Can a person present while discharging his duties be considered as a witness in a public will?

It is stipulated under article 881 of the Ethiopian Civil Code that for a public will to be considered valid, one of the requirements that should be fulfilled is it should be made in the presence of four witnesses. Article 882 has also put a certain condition where it would be valid if it is made in the presence of two witnesses; it is when it is made in front of a registrar or a judge in discharge of his duties. 

 But there is one confusing issue here. What happens in circumstances when a will is made in the presence of a registrar or a judge but this person is not enlisted in the will as a witness? 

A similar issue was entertained in the Federal First Instance Court. The court is its decision stated that since the will was made in front of the proper authorities, they should be considered as witnesses though they were not specifically enlisted in the will. 

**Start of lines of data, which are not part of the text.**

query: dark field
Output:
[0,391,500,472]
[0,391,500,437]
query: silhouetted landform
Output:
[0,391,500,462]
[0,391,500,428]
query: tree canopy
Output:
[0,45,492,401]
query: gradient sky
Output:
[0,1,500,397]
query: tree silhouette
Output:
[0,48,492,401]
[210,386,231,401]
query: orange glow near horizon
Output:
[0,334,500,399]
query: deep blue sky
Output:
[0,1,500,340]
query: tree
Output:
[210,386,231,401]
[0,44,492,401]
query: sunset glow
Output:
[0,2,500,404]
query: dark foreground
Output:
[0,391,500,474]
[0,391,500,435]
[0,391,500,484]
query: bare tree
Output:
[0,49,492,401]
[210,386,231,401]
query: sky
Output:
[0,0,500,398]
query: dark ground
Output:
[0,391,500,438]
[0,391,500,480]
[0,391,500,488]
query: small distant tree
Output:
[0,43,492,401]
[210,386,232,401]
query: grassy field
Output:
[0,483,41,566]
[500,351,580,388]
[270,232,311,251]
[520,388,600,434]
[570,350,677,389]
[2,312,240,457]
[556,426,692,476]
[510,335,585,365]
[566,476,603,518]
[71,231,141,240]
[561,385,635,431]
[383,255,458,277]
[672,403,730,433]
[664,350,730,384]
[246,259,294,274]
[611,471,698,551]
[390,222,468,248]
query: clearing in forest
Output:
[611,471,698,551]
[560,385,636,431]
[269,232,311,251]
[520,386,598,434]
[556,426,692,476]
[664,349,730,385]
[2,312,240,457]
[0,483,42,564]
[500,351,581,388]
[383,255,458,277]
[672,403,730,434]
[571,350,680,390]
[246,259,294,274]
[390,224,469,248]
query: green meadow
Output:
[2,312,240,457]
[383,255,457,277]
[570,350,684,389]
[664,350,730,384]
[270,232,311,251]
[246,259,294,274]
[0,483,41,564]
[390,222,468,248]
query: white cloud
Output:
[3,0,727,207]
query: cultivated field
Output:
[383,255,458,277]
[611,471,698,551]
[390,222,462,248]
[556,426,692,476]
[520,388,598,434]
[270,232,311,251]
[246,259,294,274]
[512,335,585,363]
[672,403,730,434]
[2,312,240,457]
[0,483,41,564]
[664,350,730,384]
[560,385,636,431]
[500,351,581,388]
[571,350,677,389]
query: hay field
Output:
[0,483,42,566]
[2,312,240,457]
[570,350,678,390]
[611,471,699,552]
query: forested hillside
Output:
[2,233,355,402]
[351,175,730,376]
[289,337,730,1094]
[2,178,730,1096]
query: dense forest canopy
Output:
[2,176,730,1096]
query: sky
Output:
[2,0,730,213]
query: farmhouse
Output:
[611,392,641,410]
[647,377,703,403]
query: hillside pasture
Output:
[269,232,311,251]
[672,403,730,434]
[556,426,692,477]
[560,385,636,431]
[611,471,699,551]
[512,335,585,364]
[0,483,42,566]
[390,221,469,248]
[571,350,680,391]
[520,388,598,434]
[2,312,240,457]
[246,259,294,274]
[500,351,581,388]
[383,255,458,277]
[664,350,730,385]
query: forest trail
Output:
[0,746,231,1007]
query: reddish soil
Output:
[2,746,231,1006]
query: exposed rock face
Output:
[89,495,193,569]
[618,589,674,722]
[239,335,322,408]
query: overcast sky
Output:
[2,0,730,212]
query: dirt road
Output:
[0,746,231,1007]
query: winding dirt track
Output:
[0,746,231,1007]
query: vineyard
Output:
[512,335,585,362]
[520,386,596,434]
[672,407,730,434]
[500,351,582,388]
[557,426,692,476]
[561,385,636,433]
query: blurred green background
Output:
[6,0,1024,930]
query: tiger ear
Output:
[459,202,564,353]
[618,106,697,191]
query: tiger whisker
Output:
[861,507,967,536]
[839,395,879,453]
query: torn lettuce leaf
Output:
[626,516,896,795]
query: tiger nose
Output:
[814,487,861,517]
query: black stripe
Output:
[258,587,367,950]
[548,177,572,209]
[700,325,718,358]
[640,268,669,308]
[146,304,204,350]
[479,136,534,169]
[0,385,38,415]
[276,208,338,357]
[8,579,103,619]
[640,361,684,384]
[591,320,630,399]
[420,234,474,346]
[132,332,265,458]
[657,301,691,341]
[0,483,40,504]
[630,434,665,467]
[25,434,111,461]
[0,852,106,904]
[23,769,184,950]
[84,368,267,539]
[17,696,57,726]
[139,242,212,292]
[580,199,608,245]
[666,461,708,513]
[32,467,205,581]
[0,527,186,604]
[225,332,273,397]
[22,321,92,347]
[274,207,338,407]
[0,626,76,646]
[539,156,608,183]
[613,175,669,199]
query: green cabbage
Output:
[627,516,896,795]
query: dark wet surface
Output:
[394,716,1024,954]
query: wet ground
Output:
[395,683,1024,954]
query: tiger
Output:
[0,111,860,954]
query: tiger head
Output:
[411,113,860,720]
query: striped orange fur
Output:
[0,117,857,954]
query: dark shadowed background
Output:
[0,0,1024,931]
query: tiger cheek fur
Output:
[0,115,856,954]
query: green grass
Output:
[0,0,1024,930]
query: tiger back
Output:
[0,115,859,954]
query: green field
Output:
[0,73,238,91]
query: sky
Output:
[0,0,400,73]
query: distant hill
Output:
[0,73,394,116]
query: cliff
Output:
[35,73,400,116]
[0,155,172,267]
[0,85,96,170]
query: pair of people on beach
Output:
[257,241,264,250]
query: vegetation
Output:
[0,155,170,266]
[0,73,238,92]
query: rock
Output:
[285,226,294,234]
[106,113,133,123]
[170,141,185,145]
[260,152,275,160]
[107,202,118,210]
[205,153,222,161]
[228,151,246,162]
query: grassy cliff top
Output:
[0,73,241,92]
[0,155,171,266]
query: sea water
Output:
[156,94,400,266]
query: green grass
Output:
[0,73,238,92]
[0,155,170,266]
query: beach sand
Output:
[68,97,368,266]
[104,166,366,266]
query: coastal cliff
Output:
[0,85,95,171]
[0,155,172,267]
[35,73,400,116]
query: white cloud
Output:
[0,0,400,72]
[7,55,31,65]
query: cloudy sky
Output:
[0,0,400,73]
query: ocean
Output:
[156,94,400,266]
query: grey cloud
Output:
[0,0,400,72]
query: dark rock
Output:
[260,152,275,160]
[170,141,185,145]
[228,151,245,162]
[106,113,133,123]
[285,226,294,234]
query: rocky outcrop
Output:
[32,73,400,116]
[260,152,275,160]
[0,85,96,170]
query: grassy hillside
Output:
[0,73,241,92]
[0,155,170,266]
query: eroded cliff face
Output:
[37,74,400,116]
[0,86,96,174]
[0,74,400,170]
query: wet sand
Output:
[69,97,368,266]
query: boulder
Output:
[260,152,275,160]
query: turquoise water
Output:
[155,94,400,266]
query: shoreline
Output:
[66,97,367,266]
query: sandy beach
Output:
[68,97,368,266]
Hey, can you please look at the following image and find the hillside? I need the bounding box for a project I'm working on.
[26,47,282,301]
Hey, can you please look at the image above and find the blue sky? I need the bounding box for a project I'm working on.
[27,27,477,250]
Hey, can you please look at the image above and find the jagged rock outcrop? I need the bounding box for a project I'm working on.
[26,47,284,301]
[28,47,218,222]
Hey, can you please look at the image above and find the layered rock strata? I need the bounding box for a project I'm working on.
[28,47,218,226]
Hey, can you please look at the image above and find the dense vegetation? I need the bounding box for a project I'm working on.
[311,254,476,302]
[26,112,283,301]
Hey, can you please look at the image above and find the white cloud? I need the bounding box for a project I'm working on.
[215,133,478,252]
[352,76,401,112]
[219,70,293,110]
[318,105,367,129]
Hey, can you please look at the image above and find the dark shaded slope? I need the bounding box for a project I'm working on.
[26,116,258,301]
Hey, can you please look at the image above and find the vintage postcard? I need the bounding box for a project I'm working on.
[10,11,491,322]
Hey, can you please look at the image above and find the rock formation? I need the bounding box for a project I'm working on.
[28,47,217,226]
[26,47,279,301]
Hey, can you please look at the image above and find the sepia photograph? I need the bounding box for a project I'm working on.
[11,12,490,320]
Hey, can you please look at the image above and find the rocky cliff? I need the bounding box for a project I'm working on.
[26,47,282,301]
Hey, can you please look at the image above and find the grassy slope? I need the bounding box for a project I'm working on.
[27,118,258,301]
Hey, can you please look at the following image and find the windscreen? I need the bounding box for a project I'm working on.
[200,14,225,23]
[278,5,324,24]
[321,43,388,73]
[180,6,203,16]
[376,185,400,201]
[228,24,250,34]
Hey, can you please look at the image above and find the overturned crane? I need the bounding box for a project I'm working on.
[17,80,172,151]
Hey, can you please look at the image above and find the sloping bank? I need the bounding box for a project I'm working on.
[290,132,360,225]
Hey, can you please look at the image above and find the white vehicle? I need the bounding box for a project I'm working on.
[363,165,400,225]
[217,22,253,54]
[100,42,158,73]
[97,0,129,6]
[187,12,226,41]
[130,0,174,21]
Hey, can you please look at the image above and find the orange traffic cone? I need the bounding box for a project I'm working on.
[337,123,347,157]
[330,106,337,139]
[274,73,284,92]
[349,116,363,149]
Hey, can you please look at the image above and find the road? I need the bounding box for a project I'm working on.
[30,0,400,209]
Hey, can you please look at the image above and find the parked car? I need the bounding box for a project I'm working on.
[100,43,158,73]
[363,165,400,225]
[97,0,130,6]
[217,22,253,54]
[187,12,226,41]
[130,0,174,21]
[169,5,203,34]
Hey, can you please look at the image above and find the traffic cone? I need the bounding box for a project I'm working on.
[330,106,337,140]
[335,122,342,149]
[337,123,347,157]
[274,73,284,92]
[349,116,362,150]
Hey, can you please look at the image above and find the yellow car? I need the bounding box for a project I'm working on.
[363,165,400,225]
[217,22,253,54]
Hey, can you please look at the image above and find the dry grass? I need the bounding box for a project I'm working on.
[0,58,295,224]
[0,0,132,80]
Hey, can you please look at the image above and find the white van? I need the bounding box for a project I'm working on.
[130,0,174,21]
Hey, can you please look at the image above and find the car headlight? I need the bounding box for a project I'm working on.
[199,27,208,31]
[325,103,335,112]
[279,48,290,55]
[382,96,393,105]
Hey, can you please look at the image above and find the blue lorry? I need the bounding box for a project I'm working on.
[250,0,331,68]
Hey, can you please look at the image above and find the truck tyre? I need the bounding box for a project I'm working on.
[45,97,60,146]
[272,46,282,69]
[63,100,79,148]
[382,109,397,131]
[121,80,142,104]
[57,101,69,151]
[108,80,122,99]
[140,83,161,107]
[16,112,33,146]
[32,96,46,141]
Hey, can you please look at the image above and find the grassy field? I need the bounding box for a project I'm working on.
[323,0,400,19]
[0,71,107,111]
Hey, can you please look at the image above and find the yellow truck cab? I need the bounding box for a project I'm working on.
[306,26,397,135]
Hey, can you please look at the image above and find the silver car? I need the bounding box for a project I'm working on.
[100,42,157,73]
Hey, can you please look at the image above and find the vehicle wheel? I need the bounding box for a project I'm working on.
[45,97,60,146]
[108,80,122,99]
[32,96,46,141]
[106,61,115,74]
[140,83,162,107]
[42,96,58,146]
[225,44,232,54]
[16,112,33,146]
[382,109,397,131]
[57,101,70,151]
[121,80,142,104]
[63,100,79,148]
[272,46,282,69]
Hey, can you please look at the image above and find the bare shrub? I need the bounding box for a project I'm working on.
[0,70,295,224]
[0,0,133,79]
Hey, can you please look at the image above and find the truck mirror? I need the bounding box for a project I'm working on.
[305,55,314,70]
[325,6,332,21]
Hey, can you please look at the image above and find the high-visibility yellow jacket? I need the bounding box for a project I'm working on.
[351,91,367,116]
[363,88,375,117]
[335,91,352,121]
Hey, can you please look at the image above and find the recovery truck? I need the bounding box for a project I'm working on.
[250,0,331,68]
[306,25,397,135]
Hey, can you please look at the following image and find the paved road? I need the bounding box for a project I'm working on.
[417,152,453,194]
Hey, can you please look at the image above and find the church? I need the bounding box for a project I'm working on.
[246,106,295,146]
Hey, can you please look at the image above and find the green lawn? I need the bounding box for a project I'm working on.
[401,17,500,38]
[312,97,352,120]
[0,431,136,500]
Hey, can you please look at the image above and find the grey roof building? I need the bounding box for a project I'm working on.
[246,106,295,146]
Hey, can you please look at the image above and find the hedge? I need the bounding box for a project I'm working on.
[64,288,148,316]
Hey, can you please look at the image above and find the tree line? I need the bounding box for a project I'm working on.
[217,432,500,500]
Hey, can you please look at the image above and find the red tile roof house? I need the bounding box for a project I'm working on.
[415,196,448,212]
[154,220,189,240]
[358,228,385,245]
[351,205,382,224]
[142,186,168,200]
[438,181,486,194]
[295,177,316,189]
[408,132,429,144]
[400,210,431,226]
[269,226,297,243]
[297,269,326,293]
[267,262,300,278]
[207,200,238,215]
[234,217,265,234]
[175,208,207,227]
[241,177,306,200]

But, up on appeal the Federal High Court decided other wise. If stated that, according to art-881 the number of witnesses present should be four. The mere fact that it was made in front of a judge or a registrar doesn’t automatically decrease the number of witnesses to two. This is because the only way two witnesses would be enough is where the registrar or the judge has been listed as witnesses. 

Having said that the court rejected the lower courts decision and invalidated the will. 


Is it mandatory to pay Provident fund and severance payment together?

According to the rationales of Ethiopian labour law the main purpose of severance pay to an employee is, to minimize any financial instability that may arise while the employee is searching for a new job due to termination of employment. It is obvious that the same principle also applies for provident funds. So, will it be fair to enforce an employer to pay for both severance pay and provident fund when it is known that they both serve the same objective.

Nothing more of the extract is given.